Helen Grace (born Helen Victoria Scragg; 20 August 1971) is a former actress. She played Georgia Simpson on the Channel 4 soap Brookside.

==Early life==
Grace was born in Watford, Hertfordshire, England, she grew up in Northwood, attended St. Helen's School, and was brought up as an only child by her mother after her father's death. She acted, skied and played the piano from an early age, and chose to pursue acting rather than study medicine. After studying Psychology at Durham University, she worked as a waitress and in accounts for an advertising agency to pay for drama school, then trained at the Drama Centre London. She was advised to go by a more elegant surname professionally, and chose Grace because of its similar letters and length.

==Acting career==
Grace's career began in 1996 with her role on Brookside as Georgia Simpson, who was in an incestuous relationship with her younger brother. The storyline attracted considerable public and press attention at the time. She was a guest on TFI Friday and appeared alongside fellow soap stars of the day Patsy Palmer and Tracy Shaw in a 1997 Vogue magazine issue celebrating British women, with Patsy Kensit on the cover.

Following Brookside, she appeared in two series' (1998 and 1999) of Roger Roger, a BBC1 sitcom written by John Sullivan, set in a London minicab firm; then as Jane Wilkinson in the Agatha Christie's Poirot episode Lord Edgware Dies (2000), and in a TV commercial for Virgin Trains with Rik Mayall. Other TV appearances include Bad Girls, Cold Feet, Watermelon, Midsomer Murders, Coronation Street, Respectable, Filth: The Mary Whitehouse Story, Lewis, Hollyoaks and Hetty Feather.

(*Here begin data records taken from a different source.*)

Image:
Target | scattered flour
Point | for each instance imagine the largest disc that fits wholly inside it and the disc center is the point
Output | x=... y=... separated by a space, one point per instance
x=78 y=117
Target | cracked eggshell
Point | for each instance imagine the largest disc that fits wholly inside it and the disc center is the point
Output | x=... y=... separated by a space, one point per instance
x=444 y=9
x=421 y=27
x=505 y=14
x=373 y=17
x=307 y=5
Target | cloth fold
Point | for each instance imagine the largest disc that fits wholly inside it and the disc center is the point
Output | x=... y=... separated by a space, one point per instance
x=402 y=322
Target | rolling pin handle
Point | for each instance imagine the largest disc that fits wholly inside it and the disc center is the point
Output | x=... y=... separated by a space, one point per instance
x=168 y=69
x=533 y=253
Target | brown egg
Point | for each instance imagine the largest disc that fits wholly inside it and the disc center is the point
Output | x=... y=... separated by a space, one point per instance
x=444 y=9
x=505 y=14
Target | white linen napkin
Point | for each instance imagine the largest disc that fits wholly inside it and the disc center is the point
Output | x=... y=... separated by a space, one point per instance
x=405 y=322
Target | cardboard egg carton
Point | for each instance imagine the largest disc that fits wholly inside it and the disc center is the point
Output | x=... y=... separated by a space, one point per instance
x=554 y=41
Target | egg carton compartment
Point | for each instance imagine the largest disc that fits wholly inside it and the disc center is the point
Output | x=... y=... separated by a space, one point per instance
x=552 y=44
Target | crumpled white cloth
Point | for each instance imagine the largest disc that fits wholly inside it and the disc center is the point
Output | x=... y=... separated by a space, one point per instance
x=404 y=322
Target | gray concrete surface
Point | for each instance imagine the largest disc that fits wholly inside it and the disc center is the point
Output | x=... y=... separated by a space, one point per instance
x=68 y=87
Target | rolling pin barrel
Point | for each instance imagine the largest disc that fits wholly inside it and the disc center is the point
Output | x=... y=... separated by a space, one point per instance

She had small parts in the films The Leading Man with Jon Bon Jovi, Shiner with Michael Caine, Hello Friend with Richard Ayoade, and in Killing Me Softly, ranked on Rotten Tomatoes as one of the worst films of all time.

On stage, she played Countess Florence, the wife of Gregor Antonescu (played by David Suchet), in a revival of Terence Rattigan's Man and Boy at the Duchess Theatre, London (2005).
Other theatre work includes A Midsummer Night's Dream at the Open Air Theatre, Regents Park (1998), The Glass Menagerie at the Theatre Royal York (1999) alongside Honor Blackman, and Don Taylor's The Road to the Sea at the Orange Tree Theatre, Richmond (2003). In 2007–2008, she played the role of Marjorie Houseman (Baby's mother) in the stage version of Dirty Dancing at the Aldwych Theatre in London's West End.

==Post-acting career==
During the 2010s, Grace left acting to study creative writing alongside raising a family, and wrote travel blog posts for a holiday company. She is now their head of marketing and communications.

==Personal life==
Grace is married to the actor Timothy Watson. They live in West Sussex and have two children; one is a musician.